אֶלָּא ״אֶסְפָה לִּי שִׁבְעִים אִישׁ״ אָמַר רַחֲמָנָא, מִשְּׁעַת אֲסִיפָה שִׁבְעִים. ״וְשָׁפְטוּ הָעֵדָה וְהִצִּילוּ הָעֵדָה״ נָמֵי, מִשְּׁעַת שְׁפִיטַת הָעֵדָה. הָכִי נָמֵי: ״וְנִקְרַב בַּעַל הַבַּיִת אֶל הָאֱלֹהִים״, מִשְּׁעַת קְרִיבָה שְׁלֹשָׁה.
Au contraire, le Miséricordieux déclare : « Rassemble-Moi soixante-dix hommes parmi les Anciens d’Israël » (Nombres 11:16), et cela signifie que dès le moment du rassemblement, il doit y en avoir soixante-dix. De même, le verset déclare : « Et l’assemblée jugera… et l’assemblée sauvera » (Nombres 35:24–25), d’où l’on déduit que les affaires capitales sont jugées par vingt-trois juges, et cela aussi signifie que dès le moment où l’assemblée juge il doit y en avoir vingt-trois. De même, en ce qui concerne une affaire pécuniaire, le verset déclare : « Le maître de la maison s’approchera du tribunal » (Exode 22:7), et cela signifie que dès le moment de l’approche pour juger les affaires il doit y avoir trois juges. Par conséquent, il n’est pas requis que le verdict soit tranché par une majorité qui pourrait elle-même former un tribunal.
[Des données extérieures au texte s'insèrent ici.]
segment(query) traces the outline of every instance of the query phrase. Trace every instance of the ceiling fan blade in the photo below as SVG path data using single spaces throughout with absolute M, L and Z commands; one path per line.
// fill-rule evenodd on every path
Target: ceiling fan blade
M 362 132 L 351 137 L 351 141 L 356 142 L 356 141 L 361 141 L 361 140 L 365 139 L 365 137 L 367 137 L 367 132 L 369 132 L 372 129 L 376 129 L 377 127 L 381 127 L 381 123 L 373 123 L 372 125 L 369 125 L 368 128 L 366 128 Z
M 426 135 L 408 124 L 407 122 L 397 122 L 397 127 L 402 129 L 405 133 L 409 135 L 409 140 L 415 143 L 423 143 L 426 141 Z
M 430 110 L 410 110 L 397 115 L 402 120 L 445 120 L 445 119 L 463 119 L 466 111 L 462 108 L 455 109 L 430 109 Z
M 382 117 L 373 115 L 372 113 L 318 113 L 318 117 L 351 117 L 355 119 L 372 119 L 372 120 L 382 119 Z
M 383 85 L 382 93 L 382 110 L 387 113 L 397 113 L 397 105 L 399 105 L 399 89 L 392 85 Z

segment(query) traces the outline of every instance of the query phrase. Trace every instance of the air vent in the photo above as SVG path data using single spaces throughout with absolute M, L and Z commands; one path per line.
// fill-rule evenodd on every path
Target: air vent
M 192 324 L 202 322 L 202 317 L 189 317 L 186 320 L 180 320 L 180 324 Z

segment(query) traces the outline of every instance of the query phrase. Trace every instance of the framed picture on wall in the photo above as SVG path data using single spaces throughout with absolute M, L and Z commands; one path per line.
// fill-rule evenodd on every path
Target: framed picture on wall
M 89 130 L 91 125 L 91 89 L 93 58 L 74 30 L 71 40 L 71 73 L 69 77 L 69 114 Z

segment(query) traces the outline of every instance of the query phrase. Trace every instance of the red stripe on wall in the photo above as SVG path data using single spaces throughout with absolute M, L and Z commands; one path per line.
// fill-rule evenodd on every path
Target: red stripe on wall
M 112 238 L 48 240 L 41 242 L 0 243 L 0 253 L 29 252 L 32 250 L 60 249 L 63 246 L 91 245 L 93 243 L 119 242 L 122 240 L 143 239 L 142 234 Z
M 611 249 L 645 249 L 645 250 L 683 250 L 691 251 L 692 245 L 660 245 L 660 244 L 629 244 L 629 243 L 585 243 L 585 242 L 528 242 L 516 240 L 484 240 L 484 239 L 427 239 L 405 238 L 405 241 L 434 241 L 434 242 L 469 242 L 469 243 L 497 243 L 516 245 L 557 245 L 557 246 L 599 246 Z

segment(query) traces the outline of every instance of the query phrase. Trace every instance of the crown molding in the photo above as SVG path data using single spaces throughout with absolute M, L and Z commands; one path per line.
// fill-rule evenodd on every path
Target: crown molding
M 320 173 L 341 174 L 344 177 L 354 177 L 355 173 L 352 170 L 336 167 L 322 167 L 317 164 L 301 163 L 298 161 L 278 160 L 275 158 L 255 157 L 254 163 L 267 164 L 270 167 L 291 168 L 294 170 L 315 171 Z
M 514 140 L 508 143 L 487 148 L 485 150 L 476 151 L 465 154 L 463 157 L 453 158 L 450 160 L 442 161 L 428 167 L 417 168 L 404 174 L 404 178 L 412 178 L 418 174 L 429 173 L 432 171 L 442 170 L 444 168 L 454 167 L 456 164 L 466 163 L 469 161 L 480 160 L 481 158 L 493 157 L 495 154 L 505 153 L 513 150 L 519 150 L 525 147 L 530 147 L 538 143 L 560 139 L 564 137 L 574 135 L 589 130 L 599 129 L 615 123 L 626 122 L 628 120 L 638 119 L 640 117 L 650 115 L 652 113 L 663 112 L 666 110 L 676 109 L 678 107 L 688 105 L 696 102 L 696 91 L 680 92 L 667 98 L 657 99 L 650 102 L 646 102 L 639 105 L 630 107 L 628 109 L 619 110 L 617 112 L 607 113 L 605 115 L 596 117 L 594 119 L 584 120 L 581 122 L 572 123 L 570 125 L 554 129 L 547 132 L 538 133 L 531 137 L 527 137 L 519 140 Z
אֶלָּא, הַיְינוּ טַעְמָא דְּרַבִּי: ״אֲשֶׁר יַרְשִׁיעֻן אֱלֹהִים״ – תְּרֵי. נֶאֱמַר ״אֱלֹהִים״ לְמַטָּה וְנֶאֱמַר ״אֱלֹהִים״ לְמַעְלָה. מָה לְמַטָּה שְׁנַיִם, אַף לְמַעְלָה שְׁנַיִם. וְאֵין בֵּית דִּין שָׁקוּל – מוֹסִיפִין עֲלֵיהֶם עוֹד אֶחָד. הֲרֵי כָּאן חֲמִשָּׁה.
Par conséquent, l’explication précédente doit être rejetée. Au contraire, tel est le raisonnement de Rabbi Yehuda HaNasi : Il est dit dans le verset suivant : « Celui que le tribunal condamnera » (Exode 22:8) au pluriel, ce qui signifie qu’il doit y avoir deux juges. Par conséquent, il est dit : « le tribunal, » dans le verset ci-dessous et il est dit : « le tribunal, » dans le verset ci-dessus. De même qu’en bas il s’agit de deux juges, puisque le mot : « condamnera, » est écrit au pluriel, de même en haut il s’agit de deux juges, pour un total de quatre. Et puisqu’un tribunal ne peut pas être composé d’un nombre pair de juges, on leur en ajoute un autre, de sorte qu’il y a ici cinq juges ici.